Friday, October 11, 2013

Meditations on mommery

My sister came to town this week, much as the circus does, with a full complement of side acts, including a boyfriend, lederhosen, and her best friend, the best friend’s boyfriend, and their 8-month-old baby boy.  The whole crew were represented at a family dinner last night, giving us a not-accidental vision of our future—lederhosen excepted, I hope—and it was disheartening.

Kristin’s friend Tabitha gave me a lot of guidance when I was in the throes of homebirth indecision.  She and her boyfriend, Tim, are free-thinkers of long standing, so they were a little more qualified to take a free-thinking approach to childbirth than Heather and I are.  I actually wasn’t sure what Tabitha had done, but I e-mailed her assuming that someone who makes her own cheese and kimchee probably gave some thought to how she brought her child into the world.  Assuming did not (itself) make an ass of me in this case, as I hit the nail precisely on the head and was rewarded with a wealth of information on doulas and reading materials.  Heather, not knowing Tabitha, was not especially swayed, but I contended that she was a sensible person who, despite the kimchee, was still pretty trustworthy.  For naught.

Saturday, October 5, 2013

Meditations on midwifery

After watching The Business of Being Born, I felt like it was almost inarguable that homebirth with a midwife was the best option.  I recognize that a single movie isn’t justification for a controversial (in the US, anyway) change of course; still, it struck a chord My friend Sarah sent me a book, Baby Catcher, by a midwife, and I knew my mom used one (in the hospital) for my birth.  Certainly there’s a wealth of statistics that confirm that, in healthy pregnancies, homebirths with midwife assistance show fewer complications and involve fewer interventions than hospital births. 

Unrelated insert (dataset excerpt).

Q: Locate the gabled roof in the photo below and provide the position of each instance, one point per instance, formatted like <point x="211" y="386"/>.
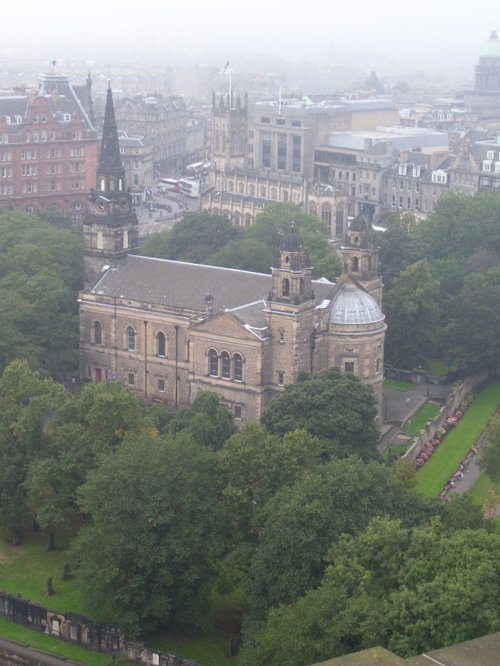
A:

Still, feedback from friends and family has been ambivalent at best and hostile at worst.  There was the faction who thought it was absurd to consider delivering a baby without pain medication, one comment that I was doing it for attention, and another friend who felt it was insulting to doctors in that it implied that they weren’t competent to deliver babies in hospitals.  I get the pain thing, for sure, and I get it when people worry about something going wrong, but, whatever my faults, I rarely crave or demand attention.  Sweets, yes, and McNuggets, but not so much attention.  That one caught me off-guard.